Posted: Friday December 16, 2005 1:05PM; Updated: Sunday December 18, 2005 12:06AM
Milton Bradley brings his prodigious talent -- and temper -- to Billy Beane's Oakland A's.
Nick Laham/Getty Images
It's hard to argue with what Billy Beane has done in Oakland over the past several years. But, Billy being Billy, there's always that opportunity.
Let me give you three shots at him here ...
Beane signed a soon-to-be 34-year-old starting pitcher, for a very un-A's like price of $21 million-plus for three years, and then, instead of immediately spinning off another player -- that's what Beane always has done -- he said that he may just stand pat with the seven starting pitchers he has.
He traded one of his best minor-league players for a hot-headed switch-hitting outfielder that two other teams couldn't get rid of quickly enough.
And he still may be talking about signing a 37-year-old (he'll be 38 in May) designated hitter who has played all of 108 games in the past two seasons.
This is beyond Billyball. This is so crafty it's practically crazy.
It's hard to argue with Beane, no matter how goofy his moves might seem, because an awful lot of his goofy-looking moves over the course of his general managing career have turned out beautifully. True, his A's haven't made it into the postseason in the past couple of years. True, they haven't done so well the four times that they have made it in the past six seasons. Still, the A's are usually right there in the playoff hunt -- they won 88 games last season and 91 in 2004.
Beane, as we all know, thanks to that little bestseller that came out a couple of years ago, is a veritable genius at doing a lot with a little. Since taking over the A's before the 1998 season, Beane, the protagonist in Michael Lewis' Moneyball, has never had a payroll that has cracked the top half of the league. In every year but one he's had to work with a payroll in the bottom third.
Yet, since '99, the A's haven't finished lower than second place in the American League West. Beane knows what he's doing.

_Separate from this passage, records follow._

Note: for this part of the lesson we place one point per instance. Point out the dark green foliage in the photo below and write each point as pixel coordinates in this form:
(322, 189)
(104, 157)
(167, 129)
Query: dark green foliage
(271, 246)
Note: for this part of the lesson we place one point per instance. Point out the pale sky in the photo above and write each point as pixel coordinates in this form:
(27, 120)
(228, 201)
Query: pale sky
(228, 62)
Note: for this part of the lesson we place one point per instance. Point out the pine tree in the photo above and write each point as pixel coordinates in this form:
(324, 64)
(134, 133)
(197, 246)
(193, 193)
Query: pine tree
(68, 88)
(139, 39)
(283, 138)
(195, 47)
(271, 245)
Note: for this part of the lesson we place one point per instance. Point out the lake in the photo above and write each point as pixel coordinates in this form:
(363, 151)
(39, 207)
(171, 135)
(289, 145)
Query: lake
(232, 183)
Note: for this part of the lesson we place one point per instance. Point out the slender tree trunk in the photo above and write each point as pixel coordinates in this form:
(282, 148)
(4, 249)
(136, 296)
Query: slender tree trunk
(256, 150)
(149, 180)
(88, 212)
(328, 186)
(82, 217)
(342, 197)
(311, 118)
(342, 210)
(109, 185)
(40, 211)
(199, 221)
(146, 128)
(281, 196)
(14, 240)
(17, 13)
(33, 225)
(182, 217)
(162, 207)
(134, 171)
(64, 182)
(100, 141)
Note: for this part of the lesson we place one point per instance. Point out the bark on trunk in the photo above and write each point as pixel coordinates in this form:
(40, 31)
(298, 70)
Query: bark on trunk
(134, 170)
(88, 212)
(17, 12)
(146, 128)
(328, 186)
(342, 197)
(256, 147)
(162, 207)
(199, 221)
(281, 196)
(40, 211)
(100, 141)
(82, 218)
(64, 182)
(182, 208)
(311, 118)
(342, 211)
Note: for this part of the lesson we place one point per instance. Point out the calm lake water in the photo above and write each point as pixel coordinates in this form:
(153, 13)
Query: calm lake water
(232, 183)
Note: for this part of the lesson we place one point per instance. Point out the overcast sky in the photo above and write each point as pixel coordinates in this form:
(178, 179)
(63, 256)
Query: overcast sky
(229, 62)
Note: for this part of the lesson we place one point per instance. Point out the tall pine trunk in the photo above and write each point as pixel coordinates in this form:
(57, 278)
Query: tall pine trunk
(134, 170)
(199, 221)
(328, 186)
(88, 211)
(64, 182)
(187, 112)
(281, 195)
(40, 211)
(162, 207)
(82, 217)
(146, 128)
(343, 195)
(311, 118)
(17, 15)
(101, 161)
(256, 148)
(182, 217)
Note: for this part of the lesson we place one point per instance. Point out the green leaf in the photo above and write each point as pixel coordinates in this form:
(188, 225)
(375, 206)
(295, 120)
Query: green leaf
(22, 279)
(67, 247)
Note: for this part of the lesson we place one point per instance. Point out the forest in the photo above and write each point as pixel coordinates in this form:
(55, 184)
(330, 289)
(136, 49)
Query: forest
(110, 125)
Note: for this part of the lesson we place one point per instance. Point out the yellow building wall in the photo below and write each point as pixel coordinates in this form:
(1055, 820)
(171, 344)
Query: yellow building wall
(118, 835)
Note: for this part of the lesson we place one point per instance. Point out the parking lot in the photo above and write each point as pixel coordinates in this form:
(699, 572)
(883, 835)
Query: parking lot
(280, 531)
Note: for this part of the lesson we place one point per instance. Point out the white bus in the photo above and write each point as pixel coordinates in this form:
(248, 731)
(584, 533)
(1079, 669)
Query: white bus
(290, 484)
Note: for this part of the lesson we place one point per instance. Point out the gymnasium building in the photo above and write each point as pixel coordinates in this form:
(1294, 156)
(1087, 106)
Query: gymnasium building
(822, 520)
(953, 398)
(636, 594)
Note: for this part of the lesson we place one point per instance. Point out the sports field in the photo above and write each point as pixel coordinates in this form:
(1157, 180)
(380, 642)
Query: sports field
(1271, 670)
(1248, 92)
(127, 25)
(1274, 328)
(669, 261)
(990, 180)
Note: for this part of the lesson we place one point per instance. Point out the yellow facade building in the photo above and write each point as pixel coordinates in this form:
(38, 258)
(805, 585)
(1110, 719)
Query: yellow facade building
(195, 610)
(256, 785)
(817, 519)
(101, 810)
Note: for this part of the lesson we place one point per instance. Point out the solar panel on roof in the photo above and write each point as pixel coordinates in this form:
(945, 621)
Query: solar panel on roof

Just for argument's sake, though ...
Esteban Loaiza? He's a big, fairly durable guy, and in 2003 he won 21 games with the White Sox, finishing second to Toronto's Roy Halladay in Cy Young voting. But last year, away from his pitcher-friendly home park (RFK Stadium in Washington D.C.), Loaiza had a 4.71 ERA and hitters knocked him around at a .306 clip. I'll grant Beane that starting pitching is ridiculously expensive these days. A.J. Burnett -- this is still hard to fathom -- talked $55 million out of the Blue Jays. Still, Beane's paying Loaiza $21 million?
Milton Bradley? If Joe Torre managed the Yankees as badly as Bradley has managed his anger, the Yankees would be the Reds. The Indians didn't want Bradley. The Dodgers surely didn't want Bradley. Beane? He needs a right-handed bat to take the heat off lefty-swinging Eric Chavez, and Bradley's a switch-hitter. Everybody gets along in the A's notoriously easy-going clubhouse, so Beane figures Bradley will do just fine.
Frank Thomas? Isn't the Big Hurt getting a little long in the tooth? Hasn't he been hurt a lot? What in the heck is Beane thinking here?